The solution was to pull up back-pocket plans to launch a resale platform, said Gallagher. “We immediately pivoted all our engineering and product resources to focus on that, and that’s how we were able to get Nuuly Thrift live this year.” Fortunately, the rental side of the business has picked up again too (“People are coming back like crazy,” Gallagher said), so Nuuly now spans both types of re-commerce.
Rent, Resell, Repeat
With Nuuly Rent, customers can rent any six items every month for a flat fee of $88. Shipping and returns are free, and customers aren’t responsible for laundry or repairs. They also have the option to buy any of the clothing they rent.
Nuuly Thrift is a community resale platform for all types of clothing. Customers who sell on Nuuly Thrift can either get paid to their bank account or in Nuuly Cash, which is worth 10% more on Nuuly Thrift itself and for other URBN brands.
Asked about the competitive landscape in the rental market, Gallagher’s response was, “Honestly, in rental, there isn’t a ton of competition right now. It’s still a newer market.” She mentioned Rent the Runway but said their target audience is somewhat different. She also highlighted some of Nuuly’s strengths: “a fun and engaging brand voice,” and “a compelling value proposition at six items for $88.”
Moreover, Nuuly benefits greatly from being part of the URBN group, she said. “We design a lot of clothes ourselves, so we have clothes from Anthropologie, Free People, and Urban Outfitters as part of our assortment. We also buy from hundreds of other brands, but those brands being anchors… that we can get at cost, is a pretty big advantage.”
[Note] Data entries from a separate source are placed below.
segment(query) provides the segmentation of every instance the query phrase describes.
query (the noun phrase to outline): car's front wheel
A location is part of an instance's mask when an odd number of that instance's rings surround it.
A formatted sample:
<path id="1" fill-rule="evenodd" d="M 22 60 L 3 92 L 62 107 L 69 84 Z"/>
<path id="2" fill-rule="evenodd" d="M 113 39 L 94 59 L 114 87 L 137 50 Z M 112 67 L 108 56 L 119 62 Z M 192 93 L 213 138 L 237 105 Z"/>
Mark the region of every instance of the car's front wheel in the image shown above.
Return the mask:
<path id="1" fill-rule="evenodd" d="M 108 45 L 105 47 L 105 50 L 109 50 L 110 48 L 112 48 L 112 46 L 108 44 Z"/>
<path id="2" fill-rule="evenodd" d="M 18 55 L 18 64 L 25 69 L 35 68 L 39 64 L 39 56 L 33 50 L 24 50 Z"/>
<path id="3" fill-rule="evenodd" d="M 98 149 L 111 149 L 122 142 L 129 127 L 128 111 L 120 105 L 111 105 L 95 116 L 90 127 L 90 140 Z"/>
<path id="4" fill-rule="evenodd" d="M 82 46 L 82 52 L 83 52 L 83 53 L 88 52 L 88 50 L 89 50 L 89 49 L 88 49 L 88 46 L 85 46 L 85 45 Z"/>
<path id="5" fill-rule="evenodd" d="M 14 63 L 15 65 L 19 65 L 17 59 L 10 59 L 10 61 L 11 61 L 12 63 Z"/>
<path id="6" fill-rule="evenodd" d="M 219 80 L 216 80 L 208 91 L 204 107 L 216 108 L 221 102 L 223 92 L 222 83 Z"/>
It’s well established that rental and resale businesses like Nuuly help the environment, keeping garments in circulation and out of landfills longer. The $2.5 trillion fashion industry is one of the biggest polluters, according to CNBC. But beyond Nuuly’s business model, Gallagher is proud of the additional efforts her firm makes toward sustainability. For example, instead of polybags for shipping, the company uses recycled plastic containers that can be reused multiple times and are sanitized between customers. Moreover, Nuuly donates 1% of its revenue to Stripe Climate, which is focused on removing carbon from the atmosphere.
From Virtual to Live?
Gallagher was asked if she foresaw Nuuly having brick-and-mortar stores someday. She said she hoped so and noted that URBN excels at creating successful stores. But she drew a sharp distinction between the rental and thrift businesses: for the rental side, she believes that establishing physical pickup/dropoff locations rather than shopping experiences might be the best approach. Her reasoning was, “The breadth of assortment is what is so compelling about Nuuly [online], and I don’t know that you can replicate that in stores.”
But thrift is a different story. “People love in-store thrift experiences,” she said. “I did the customer research before we launched this platform and that is [true]—even more so with younger customers. So I actually think it’s a great opportunity.”
Nuuly Thrift could perhaps emerge as stand-alone stores, or as a pop-up inside an Urban Outfitters or an Anthropologie, Gallagher said. “We have a lot to work through on the store side. But it’s definitely on the table.”